India’s so called 2017 resolution i.e. cashless economy. Is it really a possibility or just a way to lure youngsters comprising 65% of India’s population in the name of growth and development? Many ways have been suggested for making it possible in India like NUUP registration in ATM for feature phones as everyone do not carry a Smartphone, Pradhan mantri jan dhan yojna with zero balance facility, online discounts, reward points on credit card and many more.
And the positive outcome of this move as said by our incumbent government and people is to curb out the black money, to bring most of our economy under accountability, to eliminate concept of fake currency, to attract foreign investors to the country, lower pocket-picking rates and to avoid cash expenditure in its printing. According to data from RBI using Right to information in 2012,
“It cost the central bank Rs. 3,917 crore to print the 1,567 crore Rs. 500 notes in circulation, and Rs. 2,000 crore to print the 632 crore Rs. 1,000 notes.”

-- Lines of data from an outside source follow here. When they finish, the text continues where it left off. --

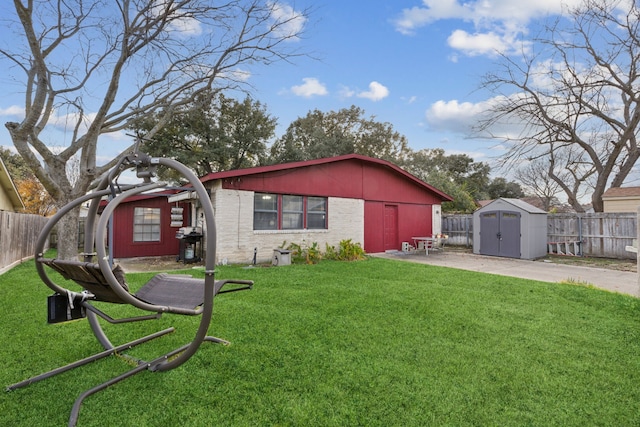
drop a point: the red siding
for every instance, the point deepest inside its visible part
(413, 221)
(375, 183)
(350, 179)
(125, 247)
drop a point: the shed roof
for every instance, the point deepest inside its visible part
(623, 192)
(520, 204)
(9, 187)
(309, 163)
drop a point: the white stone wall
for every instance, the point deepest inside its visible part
(237, 239)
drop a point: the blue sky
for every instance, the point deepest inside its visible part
(416, 64)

Now, let’s have another perspective of this notion, percentage of rural area in India is 68.84% which includes mostly people who are unaware of technological advances in our country. In addition to it, there is lack of infrastructure like internet access and power, security threats and loss of reality i.e. Cashless users are more vulnerable for overspending. Some big corporations take advantages of that, like DTV.
Apart from cash being a wireless technology with near-infinite battery life, and one that needs no telecom connectivity, it is its inherent anonymity that makes it a very valuable instrument.
We can also say, that there is no established one-one relation between being cashless and having a corruption free country as Germany with a CPI ( corruption perception index) score of 81 is a cash-intensive economy whereas Kenya is an intensely cashless economy with a pathetic CPI score of 25. Whether going cashless will be beneficial to an economy, well it is determined by the socioeconomic condition of a state. It should evolve from within the structural set up of an economy. For countries such as Canada or France this movement has been gradual and was not imposed upon. Hence it has been beneficial. However, for Indian Economy, where literacy is still a problem, with the ASER(Annual Status of Education Report) reporting that 50.5% of class 5 students fail to perform a standard two subtraction and we call India 74.04% literate. Quite hilarious. Plus, the sole purpose for cards in India is to withdraw cash. Changing this mindset will be an uphill task.
We really need to understand our country first.
India is the country, which has been through all thick and thin whether it’s Mughals or Britishers. We have adapted in worse conditions , for that matter slavery too! And today is the time to face these internal challenges for our country’s betterment. We our emerging out as one of the world’s supreme power as today India is the software capital in whole world, it supports 70% export of spices in international markets, have world highest FDI i.e. $31 million followed by China($27 million) and USA($26 million).But with 68.84% rural area and namesake 74.04% of literacy rate, is it really possible?
Well, an answer to the above question is still debatable but as it is said,
“Where there’s a will there’s a way.”